Mieux vaut tard que jamais. Quelque 60 ans après la répression de l’insurrection des Mau-Mau, Londres a accepté d’indemniser plusieurs milliers de Kényans, à hauteur de 20 millions de livres (23,5 millions d’euros). «Le gouvernement reconnaît que des Kényans ont été soumis à des tortures et à d’autres formes de mauvais traitements entre les mains de l’administration coloniale», a déclaré le chef de la diplomatie William Hague devant la Chambre des Communes jeudi.
La «révolte des Mau-Mau», menée par des guérilleros de l’ethnie Kikuyu contre le régime colonial britannique, débute en 1952. Le Kenya est alors une colonie de peuplement anglaise, dominée par l’économie de plantation. Les terres fertiles des hauts plateaux du centre du pays sont monopolisées par les riches propriétaires blancs qui y font pousser du thé ou du café. Ces collines verdoyantes sont surnommées «les plateaux des Blancs».
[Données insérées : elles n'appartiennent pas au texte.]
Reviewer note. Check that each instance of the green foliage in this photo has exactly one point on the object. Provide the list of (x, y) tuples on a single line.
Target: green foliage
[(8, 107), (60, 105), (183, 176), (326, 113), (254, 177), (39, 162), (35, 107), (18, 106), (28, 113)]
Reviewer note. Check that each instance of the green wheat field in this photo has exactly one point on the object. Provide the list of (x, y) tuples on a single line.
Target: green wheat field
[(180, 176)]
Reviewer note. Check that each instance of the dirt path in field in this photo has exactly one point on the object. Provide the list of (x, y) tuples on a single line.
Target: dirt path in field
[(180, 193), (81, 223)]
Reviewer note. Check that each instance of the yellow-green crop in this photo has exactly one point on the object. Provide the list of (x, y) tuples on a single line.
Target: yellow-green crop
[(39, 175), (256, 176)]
Si les actions des combattants Mau-Mau ont provoqué la mort de 32 colons, les victimes de la répression britannique se comptent, elles, par dizaines de milliers. Au moins 10 000 selon les estimations les plus basses, tandis que la Commission kényane des droits de l’homme avance le chiffre de 90 000. Toujours selon la Commission, quelque 160 000 personnes ont également été emprisonnées, sans procès, dans des camps où elles étaient soumises à des mauvais traitements et à la torture – quand elles n’étaient pas exécutées sommairement. Parmi eux se trouvait le grand-père du président américain Barack Obama.
La reconnaissance des torts d’un ancien empire colonial pourrait créer un précédent et inciter d’autres peuples colonisés à imiter l’exemple Mau-Mau. A Chypre, d’anciens rebelles qui luttaient contre l’occupation britannique ont déjà annoncé leur intention de demander à leur tour réparation pour des actes de torture. La France, elle, semble peu disposée à suivre Londres dans la voie des regrets et de la réparation : «Je ne viens pas faire repentance ni excuses», a déclaré François Hollande lors de sa visite à Alger, en décembre dernier.